Kids as young as age 2 or 3 can begin by helping with basic tasks, such as putting dirty clothes in the laundry basket or stirring cake batter. By age 10, most kids can handle a variety of chores.
To generate interest in helping out at home:
- Assign age-appropriate tasks. It may be easier for a 10-year-old to fold laundry than iron it. If you want help in the kitchen, keep it simple. Ask her to tear up lettuce for a salad or measure ingredients for a dinner recipe rather than make the entire meal herself.
- Be reasonable. Balance your child's household tasks with other commitments like schoolwork, activities, clubs and downtime with friends.
- Offer choices. Allow your child to choose tasks from a list of appropriate chores. Be willing to negotiate the amount of time required for each chore and switch chores around from time to time to give everyone a break.
- Be specific. To avoid a sloppy job, let your child know exactly what's expected, along with the consequences for an unfinished job. You may want to do specific chores together at first to help your child learn the steps.
- Make it a family affair. Show how each family member contributes to keeping things running at home. Examples include a parent going to work every day to earn money for the family, or one sibling setting the table and another folding laundry.
- Change perspective. If the chore is feeding the dog, remind your child it's important because she loves the dog - not because she'll be nagged if she doesn't do it. Or if your son resists cleaning his room, talk about the benefits of staying organized. Maybe he will be able to get ready for school more quickly so he can sleep later in the morning.
- Celebrate progress.
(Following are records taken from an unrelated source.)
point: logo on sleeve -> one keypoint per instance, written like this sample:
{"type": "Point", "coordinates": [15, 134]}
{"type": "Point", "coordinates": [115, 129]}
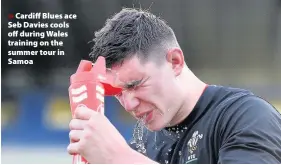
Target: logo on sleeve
{"type": "Point", "coordinates": [192, 146]}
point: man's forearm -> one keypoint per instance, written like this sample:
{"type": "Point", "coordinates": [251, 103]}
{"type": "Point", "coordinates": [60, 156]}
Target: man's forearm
{"type": "Point", "coordinates": [133, 157]}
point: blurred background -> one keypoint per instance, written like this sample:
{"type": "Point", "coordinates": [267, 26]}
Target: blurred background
{"type": "Point", "coordinates": [226, 42]}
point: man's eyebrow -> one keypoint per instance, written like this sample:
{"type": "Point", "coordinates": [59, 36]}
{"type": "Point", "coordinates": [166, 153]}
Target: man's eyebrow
{"type": "Point", "coordinates": [132, 83]}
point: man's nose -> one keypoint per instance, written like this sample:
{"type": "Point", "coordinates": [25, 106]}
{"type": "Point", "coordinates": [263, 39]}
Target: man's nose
{"type": "Point", "coordinates": [129, 101]}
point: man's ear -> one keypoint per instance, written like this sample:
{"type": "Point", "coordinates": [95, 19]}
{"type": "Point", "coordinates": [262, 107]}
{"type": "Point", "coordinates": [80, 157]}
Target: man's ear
{"type": "Point", "coordinates": [176, 58]}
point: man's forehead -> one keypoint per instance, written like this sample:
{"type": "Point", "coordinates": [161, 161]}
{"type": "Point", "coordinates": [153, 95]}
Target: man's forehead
{"type": "Point", "coordinates": [130, 70]}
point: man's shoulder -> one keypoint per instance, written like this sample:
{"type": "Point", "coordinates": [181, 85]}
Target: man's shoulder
{"type": "Point", "coordinates": [238, 104]}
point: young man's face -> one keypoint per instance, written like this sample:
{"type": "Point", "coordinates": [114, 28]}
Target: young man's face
{"type": "Point", "coordinates": [151, 91]}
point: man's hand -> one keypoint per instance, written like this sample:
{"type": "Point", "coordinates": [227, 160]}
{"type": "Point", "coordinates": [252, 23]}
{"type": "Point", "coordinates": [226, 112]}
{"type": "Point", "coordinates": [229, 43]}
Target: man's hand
{"type": "Point", "coordinates": [95, 138]}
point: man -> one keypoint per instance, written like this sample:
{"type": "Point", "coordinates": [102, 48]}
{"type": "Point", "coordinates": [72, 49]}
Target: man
{"type": "Point", "coordinates": [186, 120]}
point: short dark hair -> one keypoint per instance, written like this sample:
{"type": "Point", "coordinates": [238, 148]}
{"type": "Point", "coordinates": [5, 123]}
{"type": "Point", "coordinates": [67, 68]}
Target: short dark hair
{"type": "Point", "coordinates": [132, 32]}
Make a chore chart or calendar. Let your child have fun with the colors and design. After a task is completed, cross it off the chart. Your child will feel a sense of accomplishment and have a good sense of what's left to be done.
Of course, there will be times when your child doesn't do the chore perfectly, or even at all. It's important for you to stay flexible and not get upset with occasional lapses. There may be legitimate reasons for these slip-ups. Use firm but loving guidelines to make sure that it doesn't become a habit.